The very next year, Zia dissolved Pakistan’s National Assembly and dismissed his appointed Prime Minister Muhammad Khan Junejo for signing the Geneva Accords and not sufficiently supporting his continued Islamization projects.
In the midst of the bloody Indonesian occupation of East Timor, Thatcher visited genocidal Indonesian dictator General Suharto, praised Indonesia’s “agricultural and industrial development” and, although East Timorese had been killed, starved, disappeared and herded into “resettlement camps” as part of Suharto’s “encirclement and annihilation” campaign, dismissed allegations of human rights abuses, explaining that East Timor was none of Britain’s business and that Suharto himself has “assured me that the International Red Cross not only had access to East Timor, but was very welcome there.”
She told the press, “Trade brings us together and identifies our interests, and I am sure that trade between Indonesia and Britain will increase as a result of the very friendly and warm atmosphere created by my visit here. We are clearly the best of friends and there is no sounder basis on which to construct future collaboration.”

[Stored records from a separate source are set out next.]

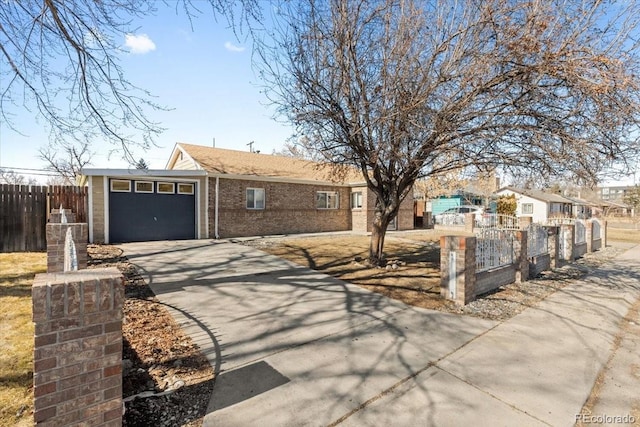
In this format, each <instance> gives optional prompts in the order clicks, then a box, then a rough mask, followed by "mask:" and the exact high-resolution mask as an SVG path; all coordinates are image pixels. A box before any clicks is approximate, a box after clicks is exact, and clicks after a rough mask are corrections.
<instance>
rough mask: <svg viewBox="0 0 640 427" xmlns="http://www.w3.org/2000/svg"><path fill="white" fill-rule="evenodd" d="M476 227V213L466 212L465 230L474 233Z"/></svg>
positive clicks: (464, 228) (471, 232) (465, 215)
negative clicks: (467, 212)
mask: <svg viewBox="0 0 640 427" xmlns="http://www.w3.org/2000/svg"><path fill="white" fill-rule="evenodd" d="M475 228H476V221H475V214H464V231H466V232H468V233H473V230H475Z"/></svg>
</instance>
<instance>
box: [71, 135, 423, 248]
mask: <svg viewBox="0 0 640 427" xmlns="http://www.w3.org/2000/svg"><path fill="white" fill-rule="evenodd" d="M83 173H84V174H85V175H86V176H88V178H89V187H90V188H89V194H90V196H89V197H90V201H89V203H90V206H91V207H90V212H89V218H90V219H89V222H90V225H89V232H90V241H91V242H126V241H144V240H165V239H166V240H171V239H193V238H196V239H197V238H228V237H241V236H260V235H273V234H295V233H311V232H326V231H349V230H354V231H362V232H367V231H371V228H372V223H373V213H374V203H375V196H374V195H373V193H372V192H371V191H369V190H368V189H367V187H366V183H365V181H364V179H363V178H362V176H361V175H360V174H359V173H358V172H357V171H356V170H353V169H351V170H348V171H347V172H346V173H344V172H343V173H336V172H335V171H334V170H333V169H332V168H331V167H330V166H326V165H320V164H319V163H314V162H310V161H306V160H301V159H296V158H291V157H285V156H275V155H268V154H259V153H252V152H246V151H236V150H227V149H220V148H212V147H205V146H199V145H191V144H182V143H179V144H176V146H175V147H174V149H173V152H172V153H171V156H170V158H169V161H168V163H167V167H166V169H165V170H150V171H139V170H110V169H85V170H83ZM389 228H390V229H399V230H406V229H412V228H413V201H412V198H411V197H410V196H409V197H406V198H405V200H404V201H403V203H402V205H401V208H400V211H399V213H398V218H397V219H396V221H394V224H392V226H390V227H389Z"/></svg>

In 2008, veteran journalist John Pilger recalled that Thatcher referred to Suharto as, “One of our very best and most valuable friends,” and how, “[f]or three decades the south-east Asian department of the Foreign Office worked tirelessly to minimise the crimes of Suharto’s gestapo, known as Kopassus, who gunned down people with British-supplied Heckler & Koch machine guns from British-supplied Tactica ‘riot control’ vehicles.”
“A Foreign Office speciality was smearing witnesses to the bombing of East Timorese villages by British-supplied Hawk aircraft – until Robin Cook was forced to admit it was true. Almost a billion pounds in export credit guarantees financed the sale of the Hawks, paid for by the British taxpayer while the arms industry reaped the profit,” Pilger adds.
With this kind of record, it is clear that Thatcher’s constantly pledged support for “freedom and democracy” was really a violent, imperial campaign waged for free markets and domination.